Most of these are repeats and there are only 5 unique warnings for missing features.

Add an experimental config "stub" option which allows users to opt-into a list of stubs. This list would default to the stubs we already have and use, but new stubs would not be enabled by default.

This also sounds reasonable to me, and I see the value in app developers being made aware of new missing features and forced to make a conscious decision about whether or not the given feature is needed.

[robgjansen]

This is tricky, but I think I'm leaning toward some flavor of the opt-in options telling shadow to ignore missing features.

When Shadow was mainly used for running Tor simulations, it was reasonable to just silently ignore or warn-then-ignore in these types of stubs, because we did the debugging work to verify that Tor wasn't reliant in some important way on the unimplemented functionality. But now Shadow has become more suited to running general applications outside of the Tor world, and it is not really possible to check and verify that much larger set of applications.

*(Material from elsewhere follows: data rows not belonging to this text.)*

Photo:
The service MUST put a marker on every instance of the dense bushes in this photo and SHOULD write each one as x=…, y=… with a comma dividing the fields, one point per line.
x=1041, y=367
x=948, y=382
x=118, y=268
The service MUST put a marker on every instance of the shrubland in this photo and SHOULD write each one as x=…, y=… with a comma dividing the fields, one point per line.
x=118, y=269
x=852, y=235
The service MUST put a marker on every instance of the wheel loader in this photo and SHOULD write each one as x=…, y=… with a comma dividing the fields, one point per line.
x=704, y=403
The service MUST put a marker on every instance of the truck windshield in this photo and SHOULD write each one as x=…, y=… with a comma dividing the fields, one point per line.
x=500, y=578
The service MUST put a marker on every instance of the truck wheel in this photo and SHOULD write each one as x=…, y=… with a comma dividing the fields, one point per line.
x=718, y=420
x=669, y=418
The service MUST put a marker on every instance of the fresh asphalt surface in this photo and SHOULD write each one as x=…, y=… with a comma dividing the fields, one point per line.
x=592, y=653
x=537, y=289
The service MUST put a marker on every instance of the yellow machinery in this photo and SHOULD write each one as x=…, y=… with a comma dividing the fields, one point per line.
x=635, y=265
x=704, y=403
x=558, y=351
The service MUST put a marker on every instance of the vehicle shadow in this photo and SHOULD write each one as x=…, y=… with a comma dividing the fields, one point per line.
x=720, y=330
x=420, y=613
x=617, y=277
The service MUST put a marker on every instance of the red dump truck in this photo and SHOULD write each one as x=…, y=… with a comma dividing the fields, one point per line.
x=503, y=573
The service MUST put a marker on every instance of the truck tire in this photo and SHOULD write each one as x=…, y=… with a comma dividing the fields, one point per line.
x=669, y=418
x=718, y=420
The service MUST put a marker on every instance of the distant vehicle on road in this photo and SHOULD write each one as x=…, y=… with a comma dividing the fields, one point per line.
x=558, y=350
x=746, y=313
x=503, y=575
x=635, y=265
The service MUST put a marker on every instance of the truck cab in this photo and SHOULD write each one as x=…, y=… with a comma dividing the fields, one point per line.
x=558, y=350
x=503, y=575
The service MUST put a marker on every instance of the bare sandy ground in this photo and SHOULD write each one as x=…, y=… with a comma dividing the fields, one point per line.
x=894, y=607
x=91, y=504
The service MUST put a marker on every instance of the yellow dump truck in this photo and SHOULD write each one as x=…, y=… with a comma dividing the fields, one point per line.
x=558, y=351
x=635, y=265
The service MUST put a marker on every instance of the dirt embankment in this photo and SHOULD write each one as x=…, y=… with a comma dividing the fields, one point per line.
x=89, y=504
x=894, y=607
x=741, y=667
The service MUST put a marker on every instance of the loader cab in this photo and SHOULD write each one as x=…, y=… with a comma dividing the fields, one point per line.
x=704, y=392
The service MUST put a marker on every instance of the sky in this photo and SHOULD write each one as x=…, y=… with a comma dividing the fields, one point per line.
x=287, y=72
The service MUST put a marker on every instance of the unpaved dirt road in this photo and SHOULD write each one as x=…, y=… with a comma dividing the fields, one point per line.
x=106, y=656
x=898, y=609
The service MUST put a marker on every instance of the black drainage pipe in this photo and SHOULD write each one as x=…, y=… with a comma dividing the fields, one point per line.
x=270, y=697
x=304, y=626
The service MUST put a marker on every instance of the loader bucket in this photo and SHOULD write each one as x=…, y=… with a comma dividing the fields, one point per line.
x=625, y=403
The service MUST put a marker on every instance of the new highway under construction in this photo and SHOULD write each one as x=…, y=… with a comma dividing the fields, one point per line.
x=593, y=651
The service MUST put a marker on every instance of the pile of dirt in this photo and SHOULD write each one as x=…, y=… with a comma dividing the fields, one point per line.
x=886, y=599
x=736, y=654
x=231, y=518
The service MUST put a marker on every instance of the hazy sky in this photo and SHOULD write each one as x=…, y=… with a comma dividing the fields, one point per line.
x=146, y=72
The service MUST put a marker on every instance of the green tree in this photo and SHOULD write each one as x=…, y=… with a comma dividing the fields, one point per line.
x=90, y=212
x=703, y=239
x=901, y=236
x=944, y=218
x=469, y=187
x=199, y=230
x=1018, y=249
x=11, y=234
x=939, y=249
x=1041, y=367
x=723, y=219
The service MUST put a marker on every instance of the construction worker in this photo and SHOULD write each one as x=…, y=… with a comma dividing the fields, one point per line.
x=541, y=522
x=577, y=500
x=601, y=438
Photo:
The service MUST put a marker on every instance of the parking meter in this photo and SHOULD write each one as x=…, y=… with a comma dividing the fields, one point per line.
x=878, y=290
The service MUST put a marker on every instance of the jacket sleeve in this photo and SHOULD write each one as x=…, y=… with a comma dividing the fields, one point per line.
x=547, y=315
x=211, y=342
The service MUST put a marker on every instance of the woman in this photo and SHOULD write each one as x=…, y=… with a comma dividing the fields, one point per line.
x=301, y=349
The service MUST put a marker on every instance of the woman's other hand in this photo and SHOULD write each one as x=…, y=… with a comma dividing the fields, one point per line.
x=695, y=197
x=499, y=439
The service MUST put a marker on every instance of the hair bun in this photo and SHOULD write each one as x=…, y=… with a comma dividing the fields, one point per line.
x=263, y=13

It comes down to guessing how important the underlying feature is to the functionality of an application, and the guesses are going to have wide error bars.

Technically, failing a syscall with EOPNOTSUPP when a feature is not supported is a valid thing for Shadow to do, even if an application was not written to handle that case (because, Linux would never dream of returning it). But if we do that, the nicest thing Shadow could do for users is to identify the problem and make it clear how to work around it.

1. log a warning message that clearly explains the feature Shadow thinks was being requested, that the feature is unimplemented, and an option that the user can use to tell Shadow to ignore and return success for that feature (e.g., "re-run the simulation with the option --ignore-keepalive if the application does not require this feature").
2. pre-add all of the missing stubs, i.e., enumerate as many missing features as possible and auto-generate all of the ignore options and warning messages so that users are not constantly having to submit PRs to add a stub for a feature their favorite app uses.